The IOGCC defines a marginal well as a well that produces 10 barrels of oil or 60 Mcf of natural gas per day or less. The current report, which includes twenty-nine states, is based on data collected from the IOGCC marginal well survey that covers production activity for the calendars years of 2013, 2014 and 2015.
"Marginal wells are an integral part of Oklahoma’s oil and natural gas landscape,” said Oklahoma Energy Resources Board (OERB) Executive Director Mindy Stitt. “Along with the IOGCC, the OERB and Sustaining Oklahoma Energy Resources (SOER) are committed to supporting marginal well owners and operators through both public and professional education.”

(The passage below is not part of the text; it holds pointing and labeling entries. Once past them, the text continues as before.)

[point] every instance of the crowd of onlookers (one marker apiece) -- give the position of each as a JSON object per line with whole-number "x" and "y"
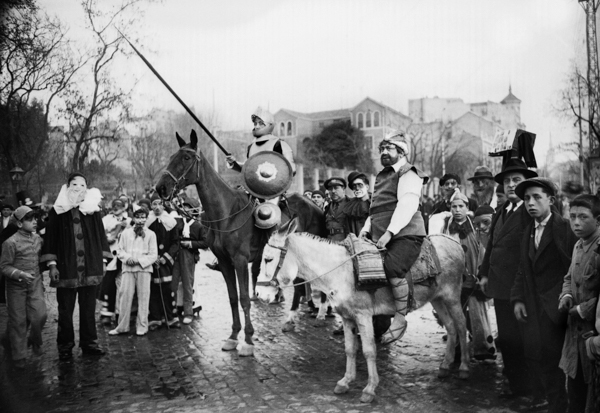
{"x": 133, "y": 254}
{"x": 530, "y": 251}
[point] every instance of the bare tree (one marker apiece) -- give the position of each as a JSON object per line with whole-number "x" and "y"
{"x": 37, "y": 64}
{"x": 96, "y": 98}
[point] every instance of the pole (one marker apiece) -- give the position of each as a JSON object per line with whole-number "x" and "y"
{"x": 177, "y": 97}
{"x": 581, "y": 160}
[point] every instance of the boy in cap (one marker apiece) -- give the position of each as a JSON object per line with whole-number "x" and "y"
{"x": 448, "y": 184}
{"x": 264, "y": 123}
{"x": 20, "y": 263}
{"x": 191, "y": 241}
{"x": 318, "y": 197}
{"x": 579, "y": 299}
{"x": 335, "y": 217}
{"x": 137, "y": 250}
{"x": 114, "y": 224}
{"x": 546, "y": 249}
{"x": 395, "y": 222}
{"x": 497, "y": 274}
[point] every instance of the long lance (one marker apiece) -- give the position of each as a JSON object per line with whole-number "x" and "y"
{"x": 210, "y": 135}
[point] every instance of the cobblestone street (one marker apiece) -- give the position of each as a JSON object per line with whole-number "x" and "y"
{"x": 184, "y": 370}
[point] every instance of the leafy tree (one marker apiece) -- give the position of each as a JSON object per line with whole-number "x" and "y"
{"x": 36, "y": 65}
{"x": 96, "y": 98}
{"x": 339, "y": 145}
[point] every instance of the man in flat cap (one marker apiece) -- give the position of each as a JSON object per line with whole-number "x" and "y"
{"x": 395, "y": 222}
{"x": 483, "y": 186}
{"x": 546, "y": 250}
{"x": 335, "y": 217}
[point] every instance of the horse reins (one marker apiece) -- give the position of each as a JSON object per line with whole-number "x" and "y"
{"x": 184, "y": 212}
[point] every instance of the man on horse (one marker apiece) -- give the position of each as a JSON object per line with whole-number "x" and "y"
{"x": 395, "y": 222}
{"x": 264, "y": 123}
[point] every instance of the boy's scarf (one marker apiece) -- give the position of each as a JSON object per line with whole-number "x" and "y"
{"x": 139, "y": 231}
{"x": 89, "y": 204}
{"x": 167, "y": 220}
{"x": 186, "y": 228}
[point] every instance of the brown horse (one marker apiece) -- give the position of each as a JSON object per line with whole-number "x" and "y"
{"x": 328, "y": 267}
{"x": 229, "y": 220}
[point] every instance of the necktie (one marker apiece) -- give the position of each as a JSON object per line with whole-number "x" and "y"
{"x": 538, "y": 235}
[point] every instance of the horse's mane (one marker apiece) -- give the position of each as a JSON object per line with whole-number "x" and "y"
{"x": 320, "y": 239}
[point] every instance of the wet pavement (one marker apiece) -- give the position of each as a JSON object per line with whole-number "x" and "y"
{"x": 184, "y": 370}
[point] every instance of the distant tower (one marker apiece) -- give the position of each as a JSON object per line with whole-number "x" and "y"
{"x": 513, "y": 103}
{"x": 590, "y": 7}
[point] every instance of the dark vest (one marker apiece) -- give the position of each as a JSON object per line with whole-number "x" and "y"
{"x": 385, "y": 199}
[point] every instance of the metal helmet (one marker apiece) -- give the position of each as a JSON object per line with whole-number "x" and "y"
{"x": 267, "y": 119}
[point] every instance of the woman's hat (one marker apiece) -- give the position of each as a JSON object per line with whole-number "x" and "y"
{"x": 353, "y": 176}
{"x": 514, "y": 165}
{"x": 481, "y": 172}
{"x": 336, "y": 180}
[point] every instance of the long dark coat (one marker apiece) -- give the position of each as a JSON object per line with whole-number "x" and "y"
{"x": 60, "y": 246}
{"x": 539, "y": 280}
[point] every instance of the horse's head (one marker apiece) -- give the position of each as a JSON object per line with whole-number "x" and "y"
{"x": 278, "y": 266}
{"x": 183, "y": 168}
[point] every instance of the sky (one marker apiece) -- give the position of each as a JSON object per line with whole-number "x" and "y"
{"x": 231, "y": 56}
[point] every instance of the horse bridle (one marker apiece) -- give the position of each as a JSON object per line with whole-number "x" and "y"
{"x": 182, "y": 177}
{"x": 273, "y": 281}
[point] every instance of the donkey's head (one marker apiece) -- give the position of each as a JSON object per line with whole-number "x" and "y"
{"x": 279, "y": 265}
{"x": 183, "y": 169}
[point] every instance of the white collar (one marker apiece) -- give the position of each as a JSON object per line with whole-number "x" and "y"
{"x": 89, "y": 205}
{"x": 544, "y": 222}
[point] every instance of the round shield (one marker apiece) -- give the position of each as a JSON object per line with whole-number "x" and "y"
{"x": 267, "y": 174}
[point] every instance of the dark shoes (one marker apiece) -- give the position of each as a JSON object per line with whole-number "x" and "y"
{"x": 92, "y": 351}
{"x": 20, "y": 364}
{"x": 538, "y": 405}
{"x": 213, "y": 266}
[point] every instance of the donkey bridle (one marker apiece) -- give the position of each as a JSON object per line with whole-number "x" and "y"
{"x": 273, "y": 282}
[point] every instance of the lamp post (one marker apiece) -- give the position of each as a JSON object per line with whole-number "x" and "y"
{"x": 16, "y": 175}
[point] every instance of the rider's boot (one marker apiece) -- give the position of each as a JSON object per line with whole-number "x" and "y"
{"x": 398, "y": 326}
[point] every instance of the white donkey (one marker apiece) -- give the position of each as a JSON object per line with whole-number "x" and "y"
{"x": 328, "y": 267}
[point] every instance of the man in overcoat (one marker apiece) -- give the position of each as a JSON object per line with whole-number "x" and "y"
{"x": 546, "y": 250}
{"x": 497, "y": 275}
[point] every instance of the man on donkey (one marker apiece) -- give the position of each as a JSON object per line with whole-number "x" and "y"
{"x": 395, "y": 223}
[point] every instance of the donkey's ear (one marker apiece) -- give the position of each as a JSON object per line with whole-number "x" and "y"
{"x": 193, "y": 139}
{"x": 180, "y": 140}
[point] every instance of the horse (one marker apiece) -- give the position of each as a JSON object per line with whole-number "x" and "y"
{"x": 231, "y": 233}
{"x": 328, "y": 267}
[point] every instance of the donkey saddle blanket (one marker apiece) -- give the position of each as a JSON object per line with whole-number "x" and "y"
{"x": 368, "y": 263}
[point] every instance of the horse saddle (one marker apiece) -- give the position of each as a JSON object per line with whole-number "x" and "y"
{"x": 368, "y": 263}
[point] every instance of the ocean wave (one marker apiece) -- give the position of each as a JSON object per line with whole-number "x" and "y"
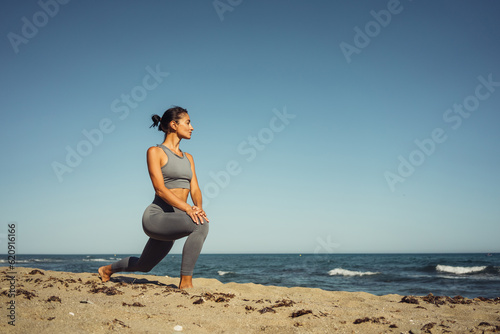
{"x": 345, "y": 272}
{"x": 32, "y": 260}
{"x": 460, "y": 270}
{"x": 95, "y": 260}
{"x": 222, "y": 273}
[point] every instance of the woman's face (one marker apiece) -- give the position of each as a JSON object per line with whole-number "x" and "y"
{"x": 184, "y": 127}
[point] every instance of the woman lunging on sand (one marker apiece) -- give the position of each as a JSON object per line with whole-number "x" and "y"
{"x": 169, "y": 217}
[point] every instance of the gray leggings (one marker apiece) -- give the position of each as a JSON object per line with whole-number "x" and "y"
{"x": 164, "y": 224}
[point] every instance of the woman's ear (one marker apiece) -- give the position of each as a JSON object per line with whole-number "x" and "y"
{"x": 173, "y": 125}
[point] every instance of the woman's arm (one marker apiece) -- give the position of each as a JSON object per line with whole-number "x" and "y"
{"x": 154, "y": 168}
{"x": 195, "y": 190}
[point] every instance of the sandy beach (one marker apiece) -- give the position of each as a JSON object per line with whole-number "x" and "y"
{"x": 61, "y": 302}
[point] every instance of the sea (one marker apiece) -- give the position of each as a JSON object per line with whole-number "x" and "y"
{"x": 467, "y": 275}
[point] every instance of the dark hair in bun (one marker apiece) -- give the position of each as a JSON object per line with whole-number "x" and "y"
{"x": 163, "y": 123}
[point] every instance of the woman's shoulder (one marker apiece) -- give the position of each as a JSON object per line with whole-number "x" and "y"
{"x": 154, "y": 150}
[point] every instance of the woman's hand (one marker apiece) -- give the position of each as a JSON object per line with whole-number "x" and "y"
{"x": 197, "y": 214}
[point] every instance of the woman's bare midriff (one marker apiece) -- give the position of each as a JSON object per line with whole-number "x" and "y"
{"x": 181, "y": 193}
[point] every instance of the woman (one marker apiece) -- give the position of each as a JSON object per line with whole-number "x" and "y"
{"x": 169, "y": 217}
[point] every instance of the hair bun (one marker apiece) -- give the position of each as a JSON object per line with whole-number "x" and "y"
{"x": 156, "y": 121}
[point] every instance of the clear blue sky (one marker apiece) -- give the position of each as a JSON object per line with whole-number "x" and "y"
{"x": 356, "y": 85}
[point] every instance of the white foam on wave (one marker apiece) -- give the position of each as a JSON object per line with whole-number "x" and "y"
{"x": 345, "y": 272}
{"x": 222, "y": 273}
{"x": 459, "y": 270}
{"x": 95, "y": 260}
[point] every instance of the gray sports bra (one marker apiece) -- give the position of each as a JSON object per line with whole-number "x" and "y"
{"x": 177, "y": 171}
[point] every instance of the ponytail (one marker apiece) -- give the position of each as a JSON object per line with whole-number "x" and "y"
{"x": 156, "y": 122}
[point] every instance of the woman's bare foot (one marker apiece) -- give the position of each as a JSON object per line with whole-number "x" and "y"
{"x": 186, "y": 282}
{"x": 105, "y": 272}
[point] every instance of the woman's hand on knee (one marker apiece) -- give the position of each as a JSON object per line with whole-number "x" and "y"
{"x": 197, "y": 214}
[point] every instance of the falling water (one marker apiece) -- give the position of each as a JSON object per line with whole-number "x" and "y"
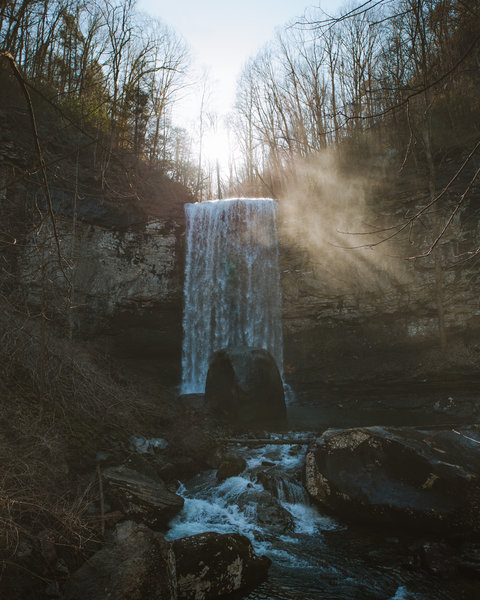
{"x": 232, "y": 284}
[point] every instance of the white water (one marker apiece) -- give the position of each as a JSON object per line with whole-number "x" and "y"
{"x": 232, "y": 283}
{"x": 232, "y": 505}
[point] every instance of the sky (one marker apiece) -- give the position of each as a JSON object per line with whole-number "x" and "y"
{"x": 222, "y": 36}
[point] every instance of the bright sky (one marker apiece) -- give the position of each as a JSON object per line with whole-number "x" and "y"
{"x": 223, "y": 35}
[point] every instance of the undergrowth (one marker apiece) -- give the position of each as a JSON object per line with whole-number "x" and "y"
{"x": 52, "y": 425}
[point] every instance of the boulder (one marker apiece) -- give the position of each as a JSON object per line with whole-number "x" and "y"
{"x": 425, "y": 479}
{"x": 212, "y": 564}
{"x": 137, "y": 564}
{"x": 244, "y": 385}
{"x": 230, "y": 467}
{"x": 139, "y": 497}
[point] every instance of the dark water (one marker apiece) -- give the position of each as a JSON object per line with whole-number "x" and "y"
{"x": 314, "y": 556}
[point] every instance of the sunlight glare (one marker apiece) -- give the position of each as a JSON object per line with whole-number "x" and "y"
{"x": 216, "y": 147}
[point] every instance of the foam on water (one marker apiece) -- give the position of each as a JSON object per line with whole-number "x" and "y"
{"x": 232, "y": 283}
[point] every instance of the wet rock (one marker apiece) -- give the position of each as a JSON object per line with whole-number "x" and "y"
{"x": 137, "y": 564}
{"x": 211, "y": 564}
{"x": 140, "y": 497}
{"x": 468, "y": 560}
{"x": 244, "y": 385}
{"x": 269, "y": 513}
{"x": 230, "y": 467}
{"x": 399, "y": 477}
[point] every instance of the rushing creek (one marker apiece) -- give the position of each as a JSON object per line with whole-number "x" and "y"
{"x": 313, "y": 555}
{"x": 232, "y": 296}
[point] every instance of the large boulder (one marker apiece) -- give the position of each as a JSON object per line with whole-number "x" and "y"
{"x": 212, "y": 564}
{"x": 137, "y": 564}
{"x": 429, "y": 480}
{"x": 139, "y": 497}
{"x": 244, "y": 385}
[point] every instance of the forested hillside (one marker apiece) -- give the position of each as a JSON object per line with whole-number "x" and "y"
{"x": 366, "y": 129}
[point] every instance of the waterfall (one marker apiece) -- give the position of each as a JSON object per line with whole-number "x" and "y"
{"x": 232, "y": 283}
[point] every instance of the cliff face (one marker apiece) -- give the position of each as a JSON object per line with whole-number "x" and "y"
{"x": 348, "y": 316}
{"x": 123, "y": 289}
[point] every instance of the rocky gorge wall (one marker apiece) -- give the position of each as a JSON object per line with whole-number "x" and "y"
{"x": 345, "y": 320}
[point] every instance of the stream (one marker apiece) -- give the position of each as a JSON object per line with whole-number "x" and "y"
{"x": 314, "y": 556}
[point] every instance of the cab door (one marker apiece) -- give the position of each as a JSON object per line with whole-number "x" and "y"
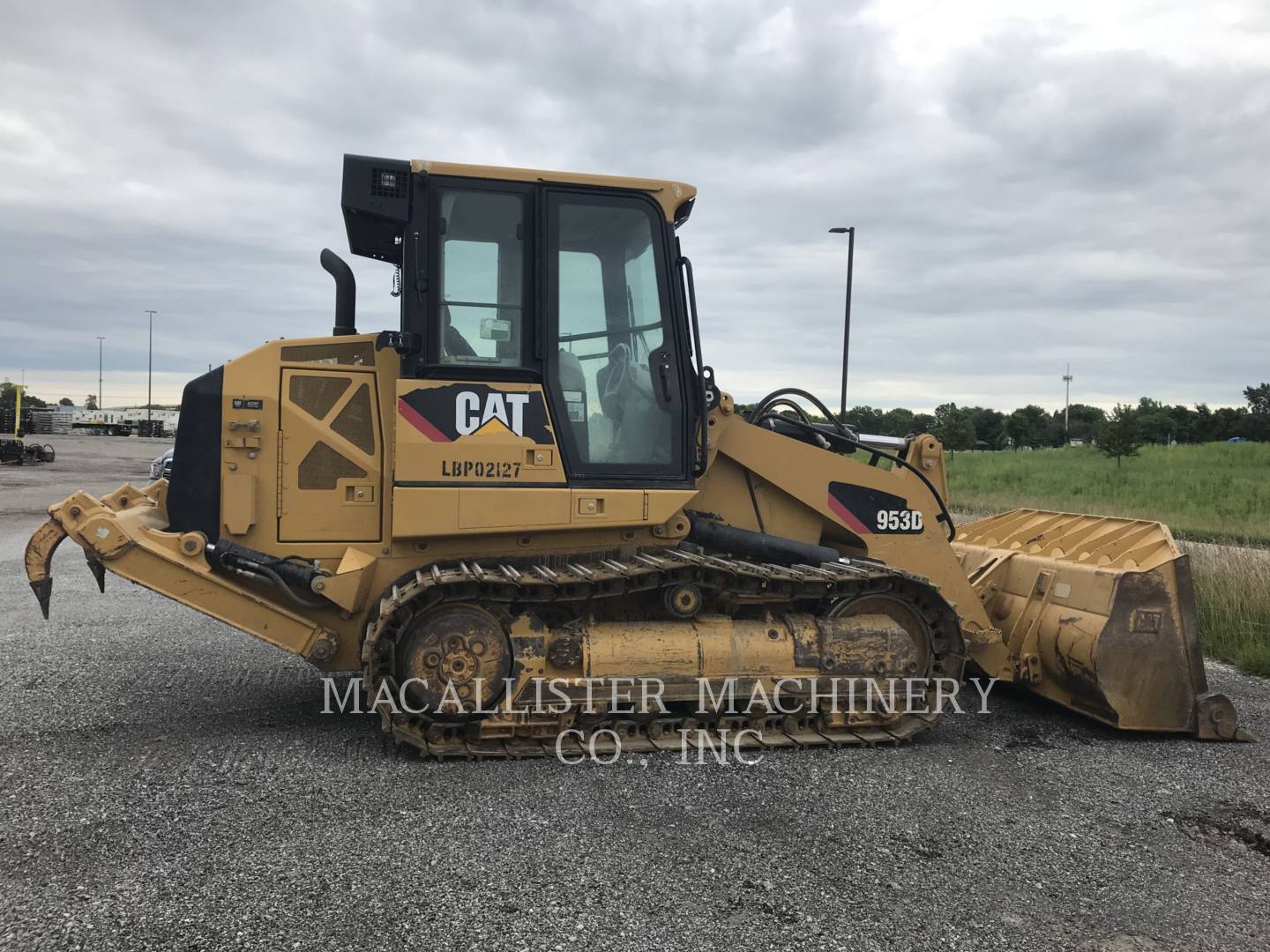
{"x": 614, "y": 372}
{"x": 331, "y": 487}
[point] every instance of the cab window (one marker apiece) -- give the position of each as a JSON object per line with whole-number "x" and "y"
{"x": 612, "y": 378}
{"x": 481, "y": 315}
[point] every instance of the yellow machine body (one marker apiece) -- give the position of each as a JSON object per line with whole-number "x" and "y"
{"x": 371, "y": 508}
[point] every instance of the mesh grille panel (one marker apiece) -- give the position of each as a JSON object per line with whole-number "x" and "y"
{"x": 355, "y": 420}
{"x": 324, "y": 466}
{"x": 387, "y": 183}
{"x": 317, "y": 395}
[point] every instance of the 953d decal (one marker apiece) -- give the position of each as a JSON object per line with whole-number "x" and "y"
{"x": 870, "y": 512}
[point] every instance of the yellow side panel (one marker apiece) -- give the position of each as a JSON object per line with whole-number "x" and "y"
{"x": 238, "y": 502}
{"x": 332, "y": 458}
{"x": 512, "y": 508}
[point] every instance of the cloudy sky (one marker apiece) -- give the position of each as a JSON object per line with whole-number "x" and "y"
{"x": 1086, "y": 184}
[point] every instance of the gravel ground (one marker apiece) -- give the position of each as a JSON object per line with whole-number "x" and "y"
{"x": 172, "y": 784}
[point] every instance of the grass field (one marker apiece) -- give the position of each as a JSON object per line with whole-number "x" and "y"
{"x": 1212, "y": 492}
{"x": 1206, "y": 494}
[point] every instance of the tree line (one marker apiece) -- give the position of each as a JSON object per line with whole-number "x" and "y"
{"x": 1148, "y": 421}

The report states that marginal wells have contributed more than $300 billion of production in the form of 2.85 billion barrels of oil and 19.9 billion Mcf of natural gas over the last ten years.
The total number of producing marginal wells increased by nearly 24,000 since the prior survey in 2012. Though that is only a three percent increase, marginal production remains a substantial share of U.S. oil and gas.
“Stripper (marginal) wells are the small business sector of the nation’s oil and gas industry. They are frequently family-owned, predominantly in rural areas, and passed down through generations,” stated Darlene Wallace, National Stripper Well Association Chairman, and owner/operator of Columbus Oil Company, Seminole, Oklahoma. “Stripper well producers know there are tremendous economic benefits from extending the operations of oil and gas production as long as possible from existing wells.”
The elimination of both marginal oil and natural gas wells in 2015 would trigger an estimated direct loss of 57, 560 jobs in the oil and gas sector and $4.4 billion in direct earnings within the survey states, according to the report.
Generally, marginal wells start their productive life producing much greater volumes using natural pressure. Over time, the pressure decreases and production drops. It has been estimated that in many cases these wells may be accessing a reservoir that stills holds two-thirds of its potential value.
"The IOGCC marginal well report highlights the value of these reserves to the U.S. economy. This important study provides the justification for maintaining access to literally billions of barrels equivalent of reliable oil and natural gas in the United States," said Research Partnership to Secure Energy for America (RPSEA) President Thomas Williams. "The report also lays the groundwork to identify policies focusing on marginal and conventional wells in the U.S. for fair taxes, reasonable regulations, as well as investments in R&D needed to lower cost while reducing the environmental impact, particularly during this time of low commodity prices."
In addition to supplying much-needed energy, marginal wells are important to communities across the country, providing jobs and driving economic activity. Today, as the nation ponders the solution to its energy challenges, the IOGCC will continue to tell the story of how low-volume producing wells can collectively contribute to a sound energy and economic future.
The 2015 Marginal Well Report is now available for download on the IOGCC website.